何しろ、当の老人の独り言は、「昔に帰すべし」と結ばれる一節で、正しく老いの繰り言そのものであったので、辺りの若い乗客の内の女性等は、笑いを堪えるのに大変そうであり、私と眼が会うと堪らず大声で笑われる始末でした。 そして隣席の初老の男性が煩い、と言われた折を機に席を立たれ隣の車両に移られました。
電車内迷惑行為現行犯の老人は、それでも延々とご自分の御不満を言い募り、時代が悪い、世間が悪い、等と言い、お決まりの「昔に帰すべし」と結ばれるのでした。

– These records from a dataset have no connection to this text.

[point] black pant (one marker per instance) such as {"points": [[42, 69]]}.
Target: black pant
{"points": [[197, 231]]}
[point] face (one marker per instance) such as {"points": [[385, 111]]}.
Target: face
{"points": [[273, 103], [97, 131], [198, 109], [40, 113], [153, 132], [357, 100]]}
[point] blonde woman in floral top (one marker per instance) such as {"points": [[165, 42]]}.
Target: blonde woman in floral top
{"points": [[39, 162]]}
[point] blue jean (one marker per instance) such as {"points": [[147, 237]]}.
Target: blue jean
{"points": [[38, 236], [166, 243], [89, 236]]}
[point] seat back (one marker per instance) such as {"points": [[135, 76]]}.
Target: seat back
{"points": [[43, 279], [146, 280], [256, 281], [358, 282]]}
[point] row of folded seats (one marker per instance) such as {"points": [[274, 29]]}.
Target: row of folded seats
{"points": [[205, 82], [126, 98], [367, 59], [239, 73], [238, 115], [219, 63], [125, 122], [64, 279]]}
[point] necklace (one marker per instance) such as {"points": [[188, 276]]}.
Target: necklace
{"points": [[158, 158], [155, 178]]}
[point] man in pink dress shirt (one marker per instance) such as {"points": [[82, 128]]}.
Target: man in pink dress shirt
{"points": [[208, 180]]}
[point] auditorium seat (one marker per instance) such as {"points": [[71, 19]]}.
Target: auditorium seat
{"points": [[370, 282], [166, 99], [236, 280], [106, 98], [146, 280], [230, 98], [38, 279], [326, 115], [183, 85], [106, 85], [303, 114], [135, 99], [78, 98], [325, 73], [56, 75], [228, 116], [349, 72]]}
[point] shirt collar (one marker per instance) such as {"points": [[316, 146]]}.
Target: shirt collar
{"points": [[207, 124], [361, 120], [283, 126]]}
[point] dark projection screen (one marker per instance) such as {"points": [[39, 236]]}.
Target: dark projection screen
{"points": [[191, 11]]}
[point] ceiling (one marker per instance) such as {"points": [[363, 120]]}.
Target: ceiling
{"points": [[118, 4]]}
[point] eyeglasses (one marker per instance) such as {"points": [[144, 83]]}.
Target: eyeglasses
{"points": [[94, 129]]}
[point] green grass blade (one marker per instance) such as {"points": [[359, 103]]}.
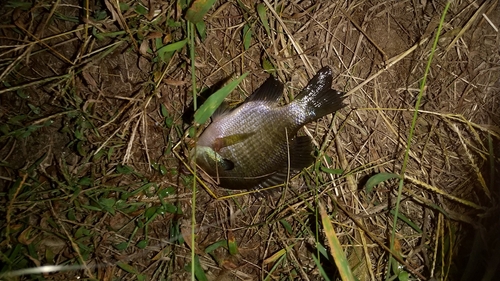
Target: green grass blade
{"points": [[214, 101], [198, 9], [261, 11], [335, 248]]}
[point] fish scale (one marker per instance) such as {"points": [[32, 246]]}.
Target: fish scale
{"points": [[255, 145]]}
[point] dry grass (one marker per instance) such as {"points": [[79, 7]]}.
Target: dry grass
{"points": [[88, 171]]}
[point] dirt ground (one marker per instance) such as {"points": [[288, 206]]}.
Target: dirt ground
{"points": [[96, 105]]}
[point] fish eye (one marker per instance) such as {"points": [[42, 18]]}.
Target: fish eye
{"points": [[227, 164]]}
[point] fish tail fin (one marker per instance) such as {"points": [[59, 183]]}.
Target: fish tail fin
{"points": [[318, 98]]}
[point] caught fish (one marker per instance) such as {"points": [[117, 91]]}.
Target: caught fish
{"points": [[255, 145]]}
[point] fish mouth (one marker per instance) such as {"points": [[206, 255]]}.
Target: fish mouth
{"points": [[208, 159]]}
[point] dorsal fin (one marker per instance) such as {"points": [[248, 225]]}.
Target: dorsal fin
{"points": [[271, 91], [222, 110], [318, 98]]}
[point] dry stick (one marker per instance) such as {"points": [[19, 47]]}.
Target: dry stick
{"points": [[388, 64], [47, 46], [364, 34], [466, 26], [11, 206], [75, 247], [439, 191], [15, 88], [128, 152], [480, 177], [374, 239], [297, 47]]}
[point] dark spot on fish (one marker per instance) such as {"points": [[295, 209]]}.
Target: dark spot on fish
{"points": [[227, 164]]}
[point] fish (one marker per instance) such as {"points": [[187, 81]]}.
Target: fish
{"points": [[255, 145]]}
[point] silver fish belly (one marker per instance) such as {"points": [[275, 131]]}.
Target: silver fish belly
{"points": [[255, 145]]}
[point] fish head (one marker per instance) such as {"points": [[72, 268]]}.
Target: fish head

この宴席の最終が如何になったのかを見届ける前に、私の降車駅が来ましたので結末は分かりませんが、多分、当の老人は、「昔に帰すべし」と言い募り鬼籍に入られたのでしょう。
それとも、電車の乗換駅、又は降車駅を間違えて、とんでもない遠方の駅にまで行かれたのかも。 当時も今も大阪近郊の電車は、乗換駅を過ぎると他府県へ行く路線になり、終電近くの時間帯では、大阪へ帰ることは不可能です。 私自身も、何度か、その憂き目を見ました。
因みに私の大失敗の経験ですが、一度、酔いが回ったのか、起きると奈良でした。 これには困りました。 タクシーに乗れば料金が嵩みます。 幸い翌日が休日でしたので、歩くことにして頭の中で経路を調べ最短距離で歩くことにしました。 ただし深夜でしたので交通事故に注意し、また、靴等が登山用の装備で無いことにも注意して、山道は迂回路を行くことにしました。 時間は、装備が平常の服装でしたのでかなりかかると計算し、自宅には、早朝に着くと見積し、そのとおりに到着しました。 但し、これは未だに他言無用の大失敗の経験ですが。
さて、以上の80年代の大阪近郊電車内の出来事ですが、最近、良く思い出します。 夢にも見ました。 因縁話のようです。 それこそ時代のせいでしょうか。
私が見た夢とは。 当時の車内迷惑行為犯・老人は、アベ御一党様。 但し、車内の雰囲気が当時とは相違し、老いの繰り言に同調される方々が増え、抗議される方や無視される方々が少なくなり、車内が緊張し、降車駅を過ぎる乗客も出る始末です。 これでは、皆さん方が奈良まで行かれるのか、と心配にもなります。
あの時、私が奈良で降りた時。 流石に、終電車で奈良まで行かれた人はごく少数でした。